I’m amazed. This annual report covers our activity through the Japanese Fiscal Year 2016, and the WPI funding was supposed to have finished on March 31, 2017. Then why haven’t we disappeared from the map by now? The Institute for the Physics and Mathematics of the Universe was launched on October 1, 2007. The WPI funding was promised for nine-and-a-half years. We started to recruit the very best scientists with the fear that they may all leave well before the end of this period. It is a culmination of many forces and sheer luck that got us through these years and beyond.
Kenzo Nakamura was just about to retire from KEK, and agreed to come as the Administrative Director on October 16. He was IPMU Employee #1. Since then, he started to assemble a team of competent staff to get ready for the anticipated arrival of many scientists, with a large fraction from other countries. All the PIs worked hard to advertise the new institute and announced a large number of available positions. At the same time, many of our research projects, most notably the Hyper Suprime-Cam on the Subaru telescope, had started but were constrained by funding. I began my appointment only on January 1, 2008 because of my duties in Berkeley which I had to complete. Kenzo worked out my appointment, which was approved only a few days before my arrival.
Many young faculty started to arrive soon, mostly Japanese at the beginning. Kenzo and I worked with our staff to change their mindset from the traditional system to a new open and forward-looking system. Surprisingly, they were very eager to tackle new challenges. Soon enough, the web site our staff put together received the President’s award, the first recognition by the University that IPMU was off to something good. Yet when the first batch of young international postdocs started to arrive in fall 2008, it was quite a bit of chaos and trial and error.
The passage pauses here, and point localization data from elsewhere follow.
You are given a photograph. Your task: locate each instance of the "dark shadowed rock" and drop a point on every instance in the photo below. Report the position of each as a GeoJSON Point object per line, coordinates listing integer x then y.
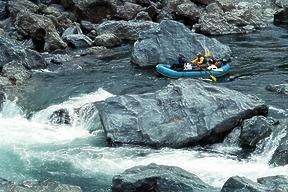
{"type": "Point", "coordinates": [37, 186]}
{"type": "Point", "coordinates": [60, 116]}
{"type": "Point", "coordinates": [278, 183]}
{"type": "Point", "coordinates": [16, 72]}
{"type": "Point", "coordinates": [185, 113]}
{"type": "Point", "coordinates": [163, 42]}
{"type": "Point", "coordinates": [3, 13]}
{"type": "Point", "coordinates": [255, 130]}
{"type": "Point", "coordinates": [280, 89]}
{"type": "Point", "coordinates": [281, 16]}
{"type": "Point", "coordinates": [15, 6]}
{"type": "Point", "coordinates": [126, 30]}
{"type": "Point", "coordinates": [11, 51]}
{"type": "Point", "coordinates": [91, 10]}
{"type": "Point", "coordinates": [158, 178]}
{"type": "Point", "coordinates": [127, 11]}
{"type": "Point", "coordinates": [107, 40]}
{"type": "Point", "coordinates": [280, 156]}
{"type": "Point", "coordinates": [242, 184]}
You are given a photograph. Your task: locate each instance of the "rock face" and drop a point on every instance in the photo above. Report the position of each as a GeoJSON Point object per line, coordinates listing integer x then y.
{"type": "Point", "coordinates": [185, 113]}
{"type": "Point", "coordinates": [162, 43]}
{"type": "Point", "coordinates": [126, 30]}
{"type": "Point", "coordinates": [281, 16]}
{"type": "Point", "coordinates": [36, 186]}
{"type": "Point", "coordinates": [242, 184]}
{"type": "Point", "coordinates": [158, 178]}
{"type": "Point", "coordinates": [280, 156]}
{"type": "Point", "coordinates": [239, 18]}
{"type": "Point", "coordinates": [91, 10]}
{"type": "Point", "coordinates": [10, 51]}
{"type": "Point", "coordinates": [254, 130]}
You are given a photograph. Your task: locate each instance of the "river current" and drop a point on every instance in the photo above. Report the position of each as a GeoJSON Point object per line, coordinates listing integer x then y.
{"type": "Point", "coordinates": [33, 148]}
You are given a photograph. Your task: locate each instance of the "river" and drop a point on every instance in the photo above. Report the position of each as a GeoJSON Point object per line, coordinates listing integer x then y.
{"type": "Point", "coordinates": [33, 148]}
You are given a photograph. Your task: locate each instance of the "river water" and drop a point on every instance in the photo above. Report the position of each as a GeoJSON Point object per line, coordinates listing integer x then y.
{"type": "Point", "coordinates": [33, 148]}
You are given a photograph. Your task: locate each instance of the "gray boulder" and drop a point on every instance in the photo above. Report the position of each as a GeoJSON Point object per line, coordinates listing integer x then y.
{"type": "Point", "coordinates": [126, 30]}
{"type": "Point", "coordinates": [185, 113]}
{"type": "Point", "coordinates": [15, 6]}
{"type": "Point", "coordinates": [107, 40]}
{"type": "Point", "coordinates": [10, 51]}
{"type": "Point", "coordinates": [255, 130]}
{"type": "Point", "coordinates": [163, 42]}
{"type": "Point", "coordinates": [278, 183]}
{"type": "Point", "coordinates": [281, 16]}
{"type": "Point", "coordinates": [3, 13]}
{"type": "Point", "coordinates": [37, 186]}
{"type": "Point", "coordinates": [91, 10]}
{"type": "Point", "coordinates": [280, 156]}
{"type": "Point", "coordinates": [33, 25]}
{"type": "Point", "coordinates": [158, 178]}
{"type": "Point", "coordinates": [242, 184]}
{"type": "Point", "coordinates": [127, 11]}
{"type": "Point", "coordinates": [244, 18]}
{"type": "Point", "coordinates": [16, 72]}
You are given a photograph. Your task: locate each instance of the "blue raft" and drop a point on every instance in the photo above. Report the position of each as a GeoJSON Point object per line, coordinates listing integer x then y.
{"type": "Point", "coordinates": [165, 69]}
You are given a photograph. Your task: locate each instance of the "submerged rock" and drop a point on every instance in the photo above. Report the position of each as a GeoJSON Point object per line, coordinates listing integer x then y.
{"type": "Point", "coordinates": [185, 113]}
{"type": "Point", "coordinates": [37, 186]}
{"type": "Point", "coordinates": [162, 43]}
{"type": "Point", "coordinates": [158, 178]}
{"type": "Point", "coordinates": [242, 184]}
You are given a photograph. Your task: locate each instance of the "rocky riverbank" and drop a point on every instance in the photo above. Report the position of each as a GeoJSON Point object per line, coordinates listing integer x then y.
{"type": "Point", "coordinates": [186, 113]}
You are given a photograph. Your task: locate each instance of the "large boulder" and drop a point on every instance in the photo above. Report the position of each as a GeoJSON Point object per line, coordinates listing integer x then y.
{"type": "Point", "coordinates": [244, 18]}
{"type": "Point", "coordinates": [280, 156]}
{"type": "Point", "coordinates": [158, 178]}
{"type": "Point", "coordinates": [254, 130]}
{"type": "Point", "coordinates": [126, 30]}
{"type": "Point", "coordinates": [281, 16]}
{"type": "Point", "coordinates": [36, 186]}
{"type": "Point", "coordinates": [91, 10]}
{"type": "Point", "coordinates": [162, 43]}
{"type": "Point", "coordinates": [15, 6]}
{"type": "Point", "coordinates": [10, 51]}
{"type": "Point", "coordinates": [40, 27]}
{"type": "Point", "coordinates": [185, 113]}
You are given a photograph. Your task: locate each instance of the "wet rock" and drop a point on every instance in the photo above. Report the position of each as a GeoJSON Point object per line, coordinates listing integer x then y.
{"type": "Point", "coordinates": [162, 43]}
{"type": "Point", "coordinates": [158, 178]}
{"type": "Point", "coordinates": [91, 10]}
{"type": "Point", "coordinates": [255, 130]}
{"type": "Point", "coordinates": [278, 183]}
{"type": "Point", "coordinates": [10, 51]}
{"type": "Point", "coordinates": [16, 72]}
{"type": "Point", "coordinates": [15, 6]}
{"type": "Point", "coordinates": [244, 18]}
{"type": "Point", "coordinates": [242, 184]}
{"type": "Point", "coordinates": [36, 186]}
{"type": "Point", "coordinates": [28, 24]}
{"type": "Point", "coordinates": [3, 13]}
{"type": "Point", "coordinates": [126, 30]}
{"type": "Point", "coordinates": [143, 16]}
{"type": "Point", "coordinates": [280, 89]}
{"type": "Point", "coordinates": [127, 11]}
{"type": "Point", "coordinates": [107, 40]}
{"type": "Point", "coordinates": [280, 156]}
{"type": "Point", "coordinates": [60, 116]}
{"type": "Point", "coordinates": [281, 16]}
{"type": "Point", "coordinates": [203, 112]}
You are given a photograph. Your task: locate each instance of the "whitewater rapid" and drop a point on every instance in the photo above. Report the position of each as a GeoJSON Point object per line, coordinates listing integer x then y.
{"type": "Point", "coordinates": [35, 148]}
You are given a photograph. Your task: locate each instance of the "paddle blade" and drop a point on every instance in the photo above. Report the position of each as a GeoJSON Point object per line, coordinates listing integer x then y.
{"type": "Point", "coordinates": [213, 78]}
Thanks to the dedication of our staff, we managed to create a system that supports international scientists very well so that they could kick start their research soon after they arrived. The vast majority of initial postdocs are already on faculty positions elsewhere in the world because of their great research accomplishments at IPMU. Given their success, IPMU started to become known to the world, and more people came for workshops and appointments. We started to attract international faculty members. Our building momentum caught the attention of the University administration, and they created Todai Institutes for Advanced Study (TODIAS) to house IPMU, later renamed as UTokyo Institutes for Advanced Study (UTIAS). It was originally meant to be a purely organizational issue, but it turned out to have critical importance later.
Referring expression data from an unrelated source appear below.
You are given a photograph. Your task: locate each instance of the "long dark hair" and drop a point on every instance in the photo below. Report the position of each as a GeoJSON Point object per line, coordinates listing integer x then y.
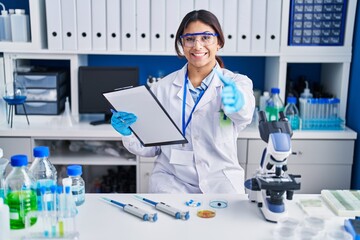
{"type": "Point", "coordinates": [207, 18]}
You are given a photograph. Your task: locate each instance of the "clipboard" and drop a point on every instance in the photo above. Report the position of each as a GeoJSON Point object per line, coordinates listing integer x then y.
{"type": "Point", "coordinates": [154, 126]}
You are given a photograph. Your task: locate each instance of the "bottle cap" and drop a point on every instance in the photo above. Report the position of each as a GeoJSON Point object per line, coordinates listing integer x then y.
{"type": "Point", "coordinates": [291, 100]}
{"type": "Point", "coordinates": [275, 90]}
{"type": "Point", "coordinates": [41, 151]}
{"type": "Point", "coordinates": [74, 170]}
{"type": "Point", "coordinates": [19, 160]}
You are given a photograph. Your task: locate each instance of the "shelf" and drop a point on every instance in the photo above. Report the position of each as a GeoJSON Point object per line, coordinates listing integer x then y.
{"type": "Point", "coordinates": [82, 158]}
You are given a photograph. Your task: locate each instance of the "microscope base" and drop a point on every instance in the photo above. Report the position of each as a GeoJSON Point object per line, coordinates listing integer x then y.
{"type": "Point", "coordinates": [270, 213]}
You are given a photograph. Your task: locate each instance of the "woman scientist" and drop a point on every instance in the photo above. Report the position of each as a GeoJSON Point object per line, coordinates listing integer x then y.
{"type": "Point", "coordinates": [210, 104]}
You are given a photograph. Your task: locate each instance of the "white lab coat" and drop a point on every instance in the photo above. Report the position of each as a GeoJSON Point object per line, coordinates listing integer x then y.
{"type": "Point", "coordinates": [208, 163]}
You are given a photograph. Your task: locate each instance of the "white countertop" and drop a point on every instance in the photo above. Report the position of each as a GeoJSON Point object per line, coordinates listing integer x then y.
{"type": "Point", "coordinates": [240, 220]}
{"type": "Point", "coordinates": [55, 126]}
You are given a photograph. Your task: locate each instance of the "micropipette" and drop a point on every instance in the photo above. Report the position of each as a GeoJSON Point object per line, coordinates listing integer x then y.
{"type": "Point", "coordinates": [134, 210]}
{"type": "Point", "coordinates": [178, 214]}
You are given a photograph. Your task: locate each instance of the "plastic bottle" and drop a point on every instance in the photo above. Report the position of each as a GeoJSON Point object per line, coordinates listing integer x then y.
{"type": "Point", "coordinates": [3, 164]}
{"type": "Point", "coordinates": [292, 113]}
{"type": "Point", "coordinates": [19, 195]}
{"type": "Point", "coordinates": [5, 26]}
{"type": "Point", "coordinates": [77, 183]}
{"type": "Point", "coordinates": [263, 100]}
{"type": "Point", "coordinates": [274, 105]}
{"type": "Point", "coordinates": [4, 221]}
{"type": "Point", "coordinates": [43, 171]}
{"type": "Point", "coordinates": [20, 28]}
Thanks to the wise decision by Executive Vice President Nishio, we could build our wonderful building by borrowing money from ten-years of overhead up front. Thanks to the strong support by Executive Vice President Okamura, we could launch daily tea times, and create a flexible appointment system. Thanks to then-Presidents Komiyama and Hamada, we started to obtain permanent positions, despite the fixed-term nature of funding. The Kavli Foundation observed this development, and decided to make IPMU the first Kavli Institute in Japan; actually the first institute in Japan named after any donor, not to even speak of an international donor. It broke new ground, and gave us greater visibility. IPMU became Kavli IPMU in 2012. The Foundation had intended to make this happen earlier, but was delayed by Lehman shock in 2008.
Yet the Lehman shock helped. It prompted the Japanese government to create an economic stimulus package, which included large funding called FIRST to 30 individuals. By sheer luck, I managed to get one approved, without which the current major project Hyper Suprime-Cam would not have been completed, nor the next major project Prime Focus Spectrograph launched.
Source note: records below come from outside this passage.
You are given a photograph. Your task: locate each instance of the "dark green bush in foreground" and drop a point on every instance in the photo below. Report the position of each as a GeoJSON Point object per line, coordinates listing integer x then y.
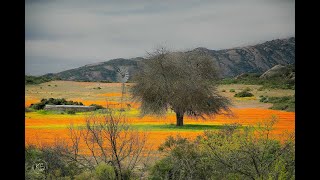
{"type": "Point", "coordinates": [227, 154]}
{"type": "Point", "coordinates": [243, 93]}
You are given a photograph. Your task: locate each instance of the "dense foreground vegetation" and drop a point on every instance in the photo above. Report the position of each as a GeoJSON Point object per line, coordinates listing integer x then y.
{"type": "Point", "coordinates": [117, 151]}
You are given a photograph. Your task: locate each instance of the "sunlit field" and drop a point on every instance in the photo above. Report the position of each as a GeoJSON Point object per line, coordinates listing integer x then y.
{"type": "Point", "coordinates": [45, 127]}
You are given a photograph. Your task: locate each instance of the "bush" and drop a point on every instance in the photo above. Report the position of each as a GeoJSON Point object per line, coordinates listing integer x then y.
{"type": "Point", "coordinates": [85, 176]}
{"type": "Point", "coordinates": [264, 99]}
{"type": "Point", "coordinates": [247, 89]}
{"type": "Point", "coordinates": [230, 153]}
{"type": "Point", "coordinates": [286, 103]}
{"type": "Point", "coordinates": [243, 94]}
{"type": "Point", "coordinates": [253, 79]}
{"type": "Point", "coordinates": [52, 101]}
{"type": "Point", "coordinates": [105, 172]}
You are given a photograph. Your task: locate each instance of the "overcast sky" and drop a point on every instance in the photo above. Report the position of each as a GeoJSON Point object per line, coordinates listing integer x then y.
{"type": "Point", "coordinates": [65, 34]}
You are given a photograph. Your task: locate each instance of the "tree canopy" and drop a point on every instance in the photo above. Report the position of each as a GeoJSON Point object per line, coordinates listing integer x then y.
{"type": "Point", "coordinates": [182, 81]}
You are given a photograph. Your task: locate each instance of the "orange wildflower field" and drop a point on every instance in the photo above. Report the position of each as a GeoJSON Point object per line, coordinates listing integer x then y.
{"type": "Point", "coordinates": [43, 128]}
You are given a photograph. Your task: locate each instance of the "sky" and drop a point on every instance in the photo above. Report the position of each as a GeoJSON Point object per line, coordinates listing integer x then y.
{"type": "Point", "coordinates": [66, 34]}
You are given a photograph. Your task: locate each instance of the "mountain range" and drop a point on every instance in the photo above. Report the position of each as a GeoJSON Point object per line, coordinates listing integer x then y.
{"type": "Point", "coordinates": [231, 62]}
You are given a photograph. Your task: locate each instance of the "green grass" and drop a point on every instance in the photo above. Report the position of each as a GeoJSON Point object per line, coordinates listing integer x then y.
{"type": "Point", "coordinates": [253, 79]}
{"type": "Point", "coordinates": [286, 103]}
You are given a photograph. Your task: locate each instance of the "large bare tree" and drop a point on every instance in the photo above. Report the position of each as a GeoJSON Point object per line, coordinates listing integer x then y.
{"type": "Point", "coordinates": [182, 81]}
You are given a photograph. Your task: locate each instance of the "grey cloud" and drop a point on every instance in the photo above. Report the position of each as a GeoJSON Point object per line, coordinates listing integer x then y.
{"type": "Point", "coordinates": [75, 33]}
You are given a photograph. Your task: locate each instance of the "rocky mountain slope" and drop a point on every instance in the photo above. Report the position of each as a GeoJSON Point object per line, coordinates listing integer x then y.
{"type": "Point", "coordinates": [232, 62]}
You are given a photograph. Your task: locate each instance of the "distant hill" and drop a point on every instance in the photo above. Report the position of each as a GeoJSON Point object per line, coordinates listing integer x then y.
{"type": "Point", "coordinates": [282, 71]}
{"type": "Point", "coordinates": [232, 62]}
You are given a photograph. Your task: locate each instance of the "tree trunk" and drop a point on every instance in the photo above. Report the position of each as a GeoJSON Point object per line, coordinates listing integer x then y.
{"type": "Point", "coordinates": [179, 118]}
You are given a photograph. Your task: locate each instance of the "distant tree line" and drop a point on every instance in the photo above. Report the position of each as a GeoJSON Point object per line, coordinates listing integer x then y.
{"type": "Point", "coordinates": [53, 101]}
{"type": "Point", "coordinates": [254, 79]}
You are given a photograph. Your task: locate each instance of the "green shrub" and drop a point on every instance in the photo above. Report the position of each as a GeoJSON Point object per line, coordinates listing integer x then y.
{"type": "Point", "coordinates": [286, 103]}
{"type": "Point", "coordinates": [85, 176]}
{"type": "Point", "coordinates": [264, 99]}
{"type": "Point", "coordinates": [247, 89]}
{"type": "Point", "coordinates": [105, 172]}
{"type": "Point", "coordinates": [243, 94]}
{"type": "Point", "coordinates": [253, 79]}
{"type": "Point", "coordinates": [52, 101]}
{"type": "Point", "coordinates": [230, 153]}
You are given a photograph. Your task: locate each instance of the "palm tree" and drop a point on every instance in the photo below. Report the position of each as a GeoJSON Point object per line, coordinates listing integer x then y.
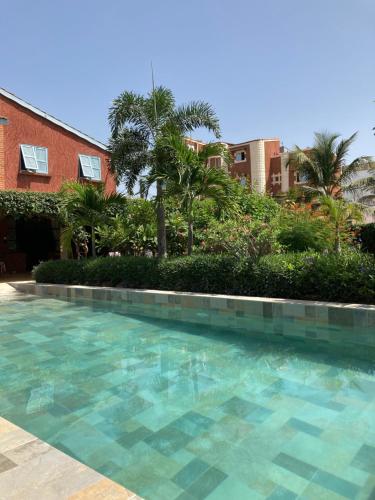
{"type": "Point", "coordinates": [340, 213]}
{"type": "Point", "coordinates": [188, 176]}
{"type": "Point", "coordinates": [324, 166]}
{"type": "Point", "coordinates": [87, 205]}
{"type": "Point", "coordinates": [137, 123]}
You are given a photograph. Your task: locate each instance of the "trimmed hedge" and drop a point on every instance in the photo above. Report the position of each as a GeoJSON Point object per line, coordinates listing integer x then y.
{"type": "Point", "coordinates": [367, 236]}
{"type": "Point", "coordinates": [349, 277]}
{"type": "Point", "coordinates": [29, 204]}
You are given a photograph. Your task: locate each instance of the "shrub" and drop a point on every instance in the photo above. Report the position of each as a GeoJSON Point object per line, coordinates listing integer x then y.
{"type": "Point", "coordinates": [70, 272]}
{"type": "Point", "coordinates": [348, 277]}
{"type": "Point", "coordinates": [367, 237]}
{"type": "Point", "coordinates": [300, 232]}
{"type": "Point", "coordinates": [203, 273]}
{"type": "Point", "coordinates": [242, 237]}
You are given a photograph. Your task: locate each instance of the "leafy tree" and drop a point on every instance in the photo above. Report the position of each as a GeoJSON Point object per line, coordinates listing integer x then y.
{"type": "Point", "coordinates": [258, 205]}
{"type": "Point", "coordinates": [86, 205]}
{"type": "Point", "coordinates": [324, 166]}
{"type": "Point", "coordinates": [301, 231]}
{"type": "Point", "coordinates": [188, 176]}
{"type": "Point", "coordinates": [242, 237]}
{"type": "Point", "coordinates": [340, 213]}
{"type": "Point", "coordinates": [137, 123]}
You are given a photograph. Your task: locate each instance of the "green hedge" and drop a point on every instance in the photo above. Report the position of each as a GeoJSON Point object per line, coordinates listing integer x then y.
{"type": "Point", "coordinates": [367, 236]}
{"type": "Point", "coordinates": [349, 277]}
{"type": "Point", "coordinates": [28, 204]}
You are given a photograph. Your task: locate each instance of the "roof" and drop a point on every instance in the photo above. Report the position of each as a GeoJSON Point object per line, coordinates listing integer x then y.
{"type": "Point", "coordinates": [52, 119]}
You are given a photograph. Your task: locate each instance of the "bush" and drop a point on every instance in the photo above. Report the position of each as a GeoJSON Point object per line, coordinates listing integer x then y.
{"type": "Point", "coordinates": [367, 237]}
{"type": "Point", "coordinates": [70, 272]}
{"type": "Point", "coordinates": [300, 232]}
{"type": "Point", "coordinates": [242, 237]}
{"type": "Point", "coordinates": [348, 277]}
{"type": "Point", "coordinates": [203, 273]}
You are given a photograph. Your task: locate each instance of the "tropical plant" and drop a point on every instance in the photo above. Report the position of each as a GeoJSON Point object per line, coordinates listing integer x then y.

We were very keen on public outreach from the onset, because of our sense of our obligation to bring back the research products to those who paid for them, namely the general public. Unexpectedly, it created a strong public support for Kavli IPMU, by being volunteers, providing donations, and just being fans.
All of them combined, we received the top mark from the interim review on Dec 2012. Mr. Towatari, then a high-ranking official at MEXT, suggested that we should go after permanent funding that goes beyond WPI. The TODIAS framework gave us the right to put forward a budget request. It took several years to materialize, but without his suggestion, we would not have put in such a request. It started to produce permanent funding so that Kavli IPMU could go on beyond the WPI funding.
In the mean time, our scientists kept producing world class research as we have shown in the annual reports the last nine times. Then in October 2015, we were overjoyed when one of our PIs, Takaaki Kajita was announced as a recipient of the Nobel Prize in Physics!
If we had missed any one of them above, we would not be here today.